La production de plants de vigne en Afrique du Sud, Nouvelle-Zélande et Californie
Etats-Unis: relationnel et réactivité
D’après Laurent Audeguin, un point fort aux Etats-Unis, ce sont les relations entre les pépiniéristes et leurs clients viticulteurs. Ces derniers ont une forte connaissance du matériel végétal. Ils suivent de près les vignes-mères, les pépinières, la production de leurs plants, commandent à l’avance… et paient un acompte de 30 à 40 % du prix à la commande. En fonction des assemblages, le prix est variable, mais il est en moyenne de 4$, soit environ trois fois plus qu’en France.
Autre caractéristique : la pépinière viticole américaine est très réactive. Les entreprises peuvent diffuser très rapidement l’innovation végétale.
Plusieurs raisons à cela :
- il n’existe pas d’organismes de pré-multiplication. Le matériel initial est détenu par le FPS (Foundation Plant Services), qui dépend de l’Université de Davis (Californie). Les pépiniéristes reçoivent le matériel et le multiplient directement. Un agrément est nécessaire pour les parcelles de vignes-mères, mais elles peuvent être agrandies sans redemander du matériel à la FPS.

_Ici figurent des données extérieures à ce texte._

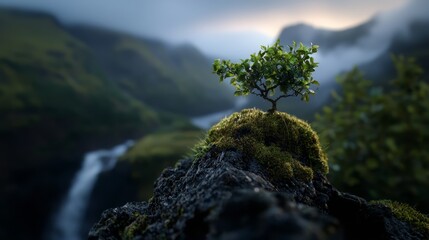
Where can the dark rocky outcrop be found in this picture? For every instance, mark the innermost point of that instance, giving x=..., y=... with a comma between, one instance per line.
x=226, y=196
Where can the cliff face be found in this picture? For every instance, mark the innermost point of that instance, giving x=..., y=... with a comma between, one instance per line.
x=229, y=198
x=229, y=194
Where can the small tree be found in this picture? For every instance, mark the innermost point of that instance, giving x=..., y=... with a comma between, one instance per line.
x=272, y=68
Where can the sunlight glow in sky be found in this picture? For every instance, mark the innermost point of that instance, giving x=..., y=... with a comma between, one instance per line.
x=226, y=27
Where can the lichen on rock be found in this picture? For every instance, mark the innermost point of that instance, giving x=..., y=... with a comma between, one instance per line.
x=407, y=214
x=286, y=146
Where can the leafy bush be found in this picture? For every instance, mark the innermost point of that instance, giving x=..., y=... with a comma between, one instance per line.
x=270, y=69
x=377, y=138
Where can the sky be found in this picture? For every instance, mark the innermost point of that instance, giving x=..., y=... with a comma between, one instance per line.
x=229, y=28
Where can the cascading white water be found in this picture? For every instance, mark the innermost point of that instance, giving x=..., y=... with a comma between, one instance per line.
x=67, y=222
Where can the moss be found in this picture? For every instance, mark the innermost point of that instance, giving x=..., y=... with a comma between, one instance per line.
x=284, y=145
x=408, y=214
x=137, y=227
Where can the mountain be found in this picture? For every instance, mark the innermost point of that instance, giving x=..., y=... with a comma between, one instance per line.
x=55, y=104
x=62, y=93
x=368, y=46
x=257, y=176
x=328, y=40
x=175, y=79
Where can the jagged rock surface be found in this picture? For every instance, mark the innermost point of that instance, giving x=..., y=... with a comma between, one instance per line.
x=227, y=197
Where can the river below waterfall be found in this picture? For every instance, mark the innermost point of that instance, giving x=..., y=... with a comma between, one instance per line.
x=67, y=223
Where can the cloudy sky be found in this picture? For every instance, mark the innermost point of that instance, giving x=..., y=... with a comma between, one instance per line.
x=225, y=27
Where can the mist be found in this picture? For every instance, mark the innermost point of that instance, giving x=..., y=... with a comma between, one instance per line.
x=231, y=29
x=386, y=27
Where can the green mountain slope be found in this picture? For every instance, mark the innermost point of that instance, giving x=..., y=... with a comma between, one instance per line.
x=167, y=78
x=50, y=84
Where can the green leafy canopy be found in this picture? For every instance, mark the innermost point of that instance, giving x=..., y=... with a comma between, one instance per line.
x=270, y=69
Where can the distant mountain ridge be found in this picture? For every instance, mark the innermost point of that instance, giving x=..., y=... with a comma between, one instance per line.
x=326, y=39
x=174, y=79
x=67, y=90
x=341, y=50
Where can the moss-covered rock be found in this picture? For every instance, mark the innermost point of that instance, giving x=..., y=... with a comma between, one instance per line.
x=283, y=144
x=406, y=213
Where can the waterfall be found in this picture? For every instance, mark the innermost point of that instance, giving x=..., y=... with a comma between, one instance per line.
x=67, y=222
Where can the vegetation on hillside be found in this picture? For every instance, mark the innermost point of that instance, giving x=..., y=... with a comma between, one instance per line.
x=272, y=69
x=376, y=138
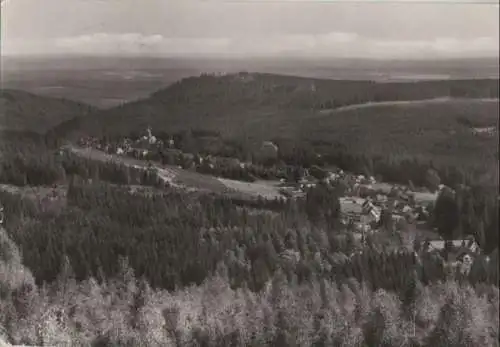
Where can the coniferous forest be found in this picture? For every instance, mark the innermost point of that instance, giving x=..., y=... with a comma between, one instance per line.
x=113, y=256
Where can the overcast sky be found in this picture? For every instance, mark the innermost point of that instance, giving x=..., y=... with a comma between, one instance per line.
x=249, y=28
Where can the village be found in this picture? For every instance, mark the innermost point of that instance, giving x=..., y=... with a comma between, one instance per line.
x=365, y=202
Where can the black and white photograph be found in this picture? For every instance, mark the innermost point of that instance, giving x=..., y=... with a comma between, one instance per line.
x=249, y=173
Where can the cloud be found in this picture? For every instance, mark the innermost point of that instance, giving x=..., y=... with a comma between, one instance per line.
x=332, y=44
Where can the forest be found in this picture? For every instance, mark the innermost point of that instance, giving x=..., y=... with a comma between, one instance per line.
x=115, y=253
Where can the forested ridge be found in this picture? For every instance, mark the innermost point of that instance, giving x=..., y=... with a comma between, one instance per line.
x=118, y=258
x=23, y=111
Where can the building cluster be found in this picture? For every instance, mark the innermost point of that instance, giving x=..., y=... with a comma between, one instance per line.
x=364, y=202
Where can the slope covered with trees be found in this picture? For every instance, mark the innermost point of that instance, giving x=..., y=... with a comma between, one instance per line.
x=259, y=104
x=23, y=111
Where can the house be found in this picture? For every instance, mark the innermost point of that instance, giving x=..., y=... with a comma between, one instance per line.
x=267, y=151
x=460, y=246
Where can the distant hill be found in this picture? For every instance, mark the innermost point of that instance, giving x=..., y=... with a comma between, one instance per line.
x=259, y=105
x=23, y=111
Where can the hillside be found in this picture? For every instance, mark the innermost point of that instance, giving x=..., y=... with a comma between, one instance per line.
x=433, y=119
x=23, y=111
x=259, y=105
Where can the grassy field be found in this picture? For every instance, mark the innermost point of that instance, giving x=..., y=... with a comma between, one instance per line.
x=190, y=180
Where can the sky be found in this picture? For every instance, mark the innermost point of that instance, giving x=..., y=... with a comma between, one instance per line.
x=246, y=28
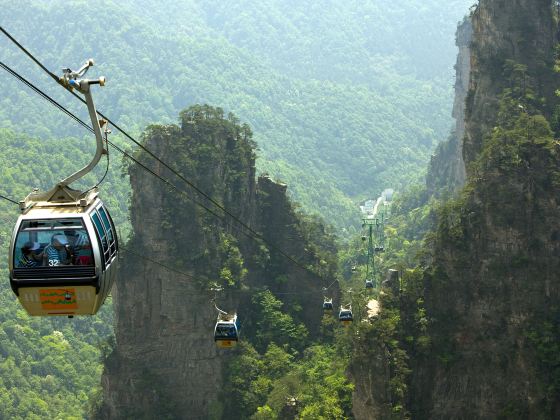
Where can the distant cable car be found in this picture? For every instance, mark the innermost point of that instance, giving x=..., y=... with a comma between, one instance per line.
x=226, y=331
x=345, y=315
x=64, y=248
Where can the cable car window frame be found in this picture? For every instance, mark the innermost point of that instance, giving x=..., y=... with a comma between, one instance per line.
x=111, y=236
x=101, y=238
x=51, y=224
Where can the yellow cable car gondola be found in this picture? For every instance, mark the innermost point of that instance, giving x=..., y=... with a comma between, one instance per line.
x=64, y=248
x=226, y=331
x=345, y=315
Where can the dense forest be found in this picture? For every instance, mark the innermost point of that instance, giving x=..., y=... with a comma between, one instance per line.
x=343, y=100
x=290, y=115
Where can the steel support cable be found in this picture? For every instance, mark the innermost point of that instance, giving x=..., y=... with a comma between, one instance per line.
x=85, y=125
x=253, y=234
x=167, y=267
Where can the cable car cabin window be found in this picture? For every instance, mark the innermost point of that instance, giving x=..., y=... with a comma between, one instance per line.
x=52, y=243
x=102, y=237
x=226, y=331
x=109, y=229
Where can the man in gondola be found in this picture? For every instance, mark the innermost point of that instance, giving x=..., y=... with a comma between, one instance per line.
x=29, y=257
x=56, y=253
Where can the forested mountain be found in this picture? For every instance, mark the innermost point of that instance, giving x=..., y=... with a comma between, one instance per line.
x=344, y=98
x=472, y=329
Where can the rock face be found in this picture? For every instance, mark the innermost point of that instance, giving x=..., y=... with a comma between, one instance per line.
x=447, y=167
x=519, y=30
x=493, y=285
x=479, y=321
x=166, y=364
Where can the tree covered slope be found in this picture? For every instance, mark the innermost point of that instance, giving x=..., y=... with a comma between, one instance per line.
x=344, y=98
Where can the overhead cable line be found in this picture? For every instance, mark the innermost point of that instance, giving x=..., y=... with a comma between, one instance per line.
x=252, y=233
x=169, y=268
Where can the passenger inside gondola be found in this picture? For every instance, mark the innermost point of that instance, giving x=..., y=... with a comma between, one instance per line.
x=52, y=243
x=225, y=331
x=57, y=253
x=30, y=256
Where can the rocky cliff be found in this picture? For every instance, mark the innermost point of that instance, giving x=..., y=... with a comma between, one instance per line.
x=447, y=167
x=165, y=363
x=492, y=288
x=478, y=321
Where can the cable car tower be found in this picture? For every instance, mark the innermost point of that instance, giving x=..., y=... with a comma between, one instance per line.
x=64, y=248
x=374, y=223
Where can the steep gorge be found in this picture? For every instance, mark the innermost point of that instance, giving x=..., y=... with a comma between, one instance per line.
x=165, y=363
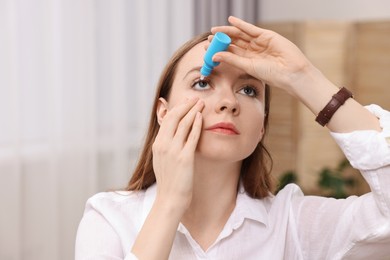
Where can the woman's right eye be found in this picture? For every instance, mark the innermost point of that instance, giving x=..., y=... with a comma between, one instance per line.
x=201, y=85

- la durée de vie des vignes-mères est de 12 à 15 ans, ce qui facilite le renouvellement et l’éventuelle mobilité géographique.
- la moitié de la production se fait en pots, proportion qui tend à augmenter.
- le secteur est relativement concentré : il n’y a que cinq à six gros opérateurs.
- les conditions de production sont plus favorables : les vignes-mères sont cultivées le plus souvent en franc-de-pied (pas d’étape de greffage), pas de nématodes vecteurs de népovirus, et encore de grands espace vierges à conquérir pour de nouvelles vignes-mères.
Toutefois, les Américains doivent aussi faire face à des difficultés : la maladie de Pierce reste une menace et le Red Blotch sévit depuis dix ans. D’ailleurs, le FPS a décidé d’assainir tout le matériel certifié (c’est le protocole 2010).
Mais ayant choisi de relocaliser leur matériel initial « super certifié » sur un site en plein air proche de Davis et des vignobles (le Russel Ranch), le FPS constate depuis deux ans des recontaminations croissantes par le virus du Red blotch (GRBaV). Cet exemple pourrait conforter l’idée d’une sécurisation en conditions confinées en France.
Nouvelle-Zélande : certification d’entreprise et formation
En Nouvelle-Zélande, la production de plants est centralisée autour de sept pépiniéristes.
La plus grosse entreprise, Riversun Nursery, fournit à elle seule 60 à 70 % du marché. Il n’existe pas de matériel végétal certifié par l’État. Les entreprises et les plants sont certifiés selon une norme établie en lien entre les viticulteurs et les pépiniéristes, sous l’égide de New-Zealand Wines. Cette qualité a un prix, équivalent à deux fois le prix français environ.
Dans ce pays où la quarantaine est la plus stricte au monde et où règne le souci d’excellence, l’accent est mis sur la formation. Tous les trois ans, tous les chefs d’entreprise doivent se former ou entretenir leur savoir, comme en ampélographie. Un examen final sanctionne même ces formations depuis 2013.
Afrique du Sud : isolement et lutte collective
L’organisation de la production de plants en Afrique du Sud est assez comparable à celle de la France , avec un organisme central (Vititec) qui contrôle 95% de la diffusion de matériel greffable.
Une différence majeure est que tout le matériel initial que détient Vititec est conservé dans une serre insect-proof, avec une copie de ce matériel planté dans un endroit semi-désertique, à 300 km au Nord de Paarl et à 50 km du plus proche vignoble. Au fur et à mesure que le matériel devient moins stratégique, les mesures de confinement s’assouplissent et les parcelles se rapprochent du vignoble, pour plus de commodité.
Le deuxième point fort de l’organisation sud-africaine est le plan de lutte collectif contre l’enroulement mis en place depuis une dizaine d’années. Formations, prospections et arrachages prophylactiques permettent de contenir la propagation de cette maladie.